Durbin Statement on Temporary Protected Status for Syria
[WASHINGTON, D.C.] - US Senator Dick Durbin (D-IL) released the following statement today after the Obama Administration announced that temporary protected status (TPS) would be extended to Syrian nationals currently in the United States. Such a designation allows Syrians living in the United States to temporarily stay because violence in their home country poses a serious threat to their safety. Durbin, along with Senators Leahy (D-VT), Feinstein (D-CA), Menendez (D-NJ), Cardin (D-MD) and Casey (D-PA) wrote to President Obama earlier this month requesting the designation.
“I strongly support today’s extension of temporary protected status to Syrians and thank the Obama Administration for moving swiftly to help those who otherwise would be forced to return to one of the most violent places on earth,” Durbin said. “Our nation’s leadership in rallying the international community’s condemnation of the Assad regime’s brutal campaign of repression is important. Today’s decision complements that leadership by sending a clear and positive signal to the Arab world about our concern for the suffering of innocent Syrian civilians.”
Countries currently designated for temporary protected status are El Salvador, Haiti, Honduras, Nicaragua, Somalia, Sudan and South Sudan.
It is clearly too dangerous for Syrian nationals residing in the U.S. to return to Syria. The U.S. has suspended all embassy operations and all embassy personnel and their family members have left Syria due to the ongoing violence. A recent State Department travel advisory states: “The United States continues to warn U.S. citizens against travel to Syria and recommends that U.S. citizens in Syria depart immediately.” Recently the Senate unanimously passed a resolution that “strongly condemns the Government of Syria’s brutal and unjustifiable use of force against civilians, including unarmed women and children and its violations of the fundamental human rights and dignity of the people of Syria.”
In FY2010, 8,427 visas were issued to Syrian nationals.
Durbin is the Senate’s Assistant Majority Leader and Chairman of the Senate Judiciary Committee’s Subcommittee on the Constitution, Civil Rights and Human Rights.
A copy of the letter to President Obama is below.
March 1, 2012
Dear President Obama:
In light of the ongoing violence and deteriorating security situation in Syria, we respectfully request that your Administration promptly take all necessary steps to ensure that Syrian nationals present in the United States are not forced to return to Syria, including the designation of Syria for temporary protected status (TPS).
As you know, TPS can be granted to nationals of another country who are currently residing in the United States if returning to their country would pose a serious threat to their personal safety because of ongoing armed conflict, the temporary effects of an environmental disaster, or other extraordinary and temporary conditions.

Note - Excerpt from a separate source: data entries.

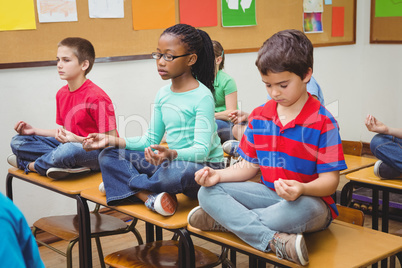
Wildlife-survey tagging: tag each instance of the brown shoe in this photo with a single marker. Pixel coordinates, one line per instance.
(198, 218)
(291, 247)
(163, 203)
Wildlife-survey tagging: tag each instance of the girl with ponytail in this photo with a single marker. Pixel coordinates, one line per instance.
(138, 168)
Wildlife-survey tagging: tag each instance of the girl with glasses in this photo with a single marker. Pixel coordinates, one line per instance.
(138, 168)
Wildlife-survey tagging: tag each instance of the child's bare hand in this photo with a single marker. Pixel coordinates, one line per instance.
(207, 177)
(375, 125)
(159, 156)
(24, 128)
(95, 141)
(238, 116)
(289, 190)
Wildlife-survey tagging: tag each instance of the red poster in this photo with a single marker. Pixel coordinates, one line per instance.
(338, 21)
(199, 13)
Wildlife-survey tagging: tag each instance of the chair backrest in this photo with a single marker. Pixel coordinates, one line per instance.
(350, 215)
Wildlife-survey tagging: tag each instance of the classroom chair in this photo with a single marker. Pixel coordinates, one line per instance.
(66, 227)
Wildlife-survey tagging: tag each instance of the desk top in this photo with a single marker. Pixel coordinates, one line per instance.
(341, 245)
(71, 185)
(138, 210)
(367, 176)
(357, 162)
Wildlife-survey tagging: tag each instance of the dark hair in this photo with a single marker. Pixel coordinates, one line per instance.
(82, 49)
(198, 42)
(288, 50)
(218, 51)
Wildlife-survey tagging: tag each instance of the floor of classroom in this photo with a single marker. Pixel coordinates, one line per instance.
(119, 242)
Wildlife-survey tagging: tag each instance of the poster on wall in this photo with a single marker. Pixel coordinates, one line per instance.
(238, 13)
(106, 8)
(199, 13)
(153, 14)
(312, 16)
(57, 10)
(17, 15)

TPS allows eligible nationals of designated countries to remain in the United States legally until the designation expires.
Syria clearly meets the standard for TPS as it is obviously too dangerous for Syrian nationals to return to Syria. The United States has suspended all embassy operations and all embassy personnel and their family members have left Syria due to the ongoing violence. The most recent State Department travel advisory states: “The United States continues to warn U.S. citizens against travel to Syria and recommends that U.S. citizens in Syria depart immediately.” Last week, the Senate unanimously passed a resolution that “strongly condemns the Government of Syria’s brutal and unjustifiable use of force against civilians, including unarmed women and children and its violations of the fundamental human rights and dignity of the people of Syria.” Additionally, the UN General Assembly passed a resolution by a vote of 137-12 “[s]trongly condemning continued widespread and systematic human rights violations by the Syrian authorities.”
It is important to note that granting TPS to Syria will not endanger our security. An alien is ineligible for TPS if he has a criminal background or poses a threat to national security. The decision to deny, withdraw or terminate TPS is in the sole discretion of the government; there is no judicial review of such a determination. Moreover, TPS is not a backdoor to U.S. citizenship. TPS does not make a beneficiary eligible for legal permanent resident status or U.S. citizenship. When the TPS designation of a country is terminated, beneficiaries revert to the same immigration status they maintained before the designation. Only a small number of individuals will benefit from designating Syria for TPS. According to the most recent Department of Homeland Security (DHS) statistics, 8,427 visitor visas were issued to Syrian nationals in FY2010, and DHS estimates that there are currently fewer than 1,000 Syrian nonimmigrants residing in the United States. Granting TPS to such a small population will create a minimal disruption for our country, but forcing these individuals to return to a war zone could have dire consequences for them.
We commend you for your leadership in rallying the international community to condemn the Assad regime’s brutal campaign of repression. Forcing Syrian nationals to return to Syria in the midst of ongoing violence would undermine U.S. leadership and would be inconsistent with America’s traditional role as a safe haven for those fleeing repression. At this delicate moment in relations between the United States and the Arab world, granting TPS to Syria will send a positive signal about our concern for the suffering of innocent Syrian civilians.
Thank you for your consideration. We look forward to your prompt reply.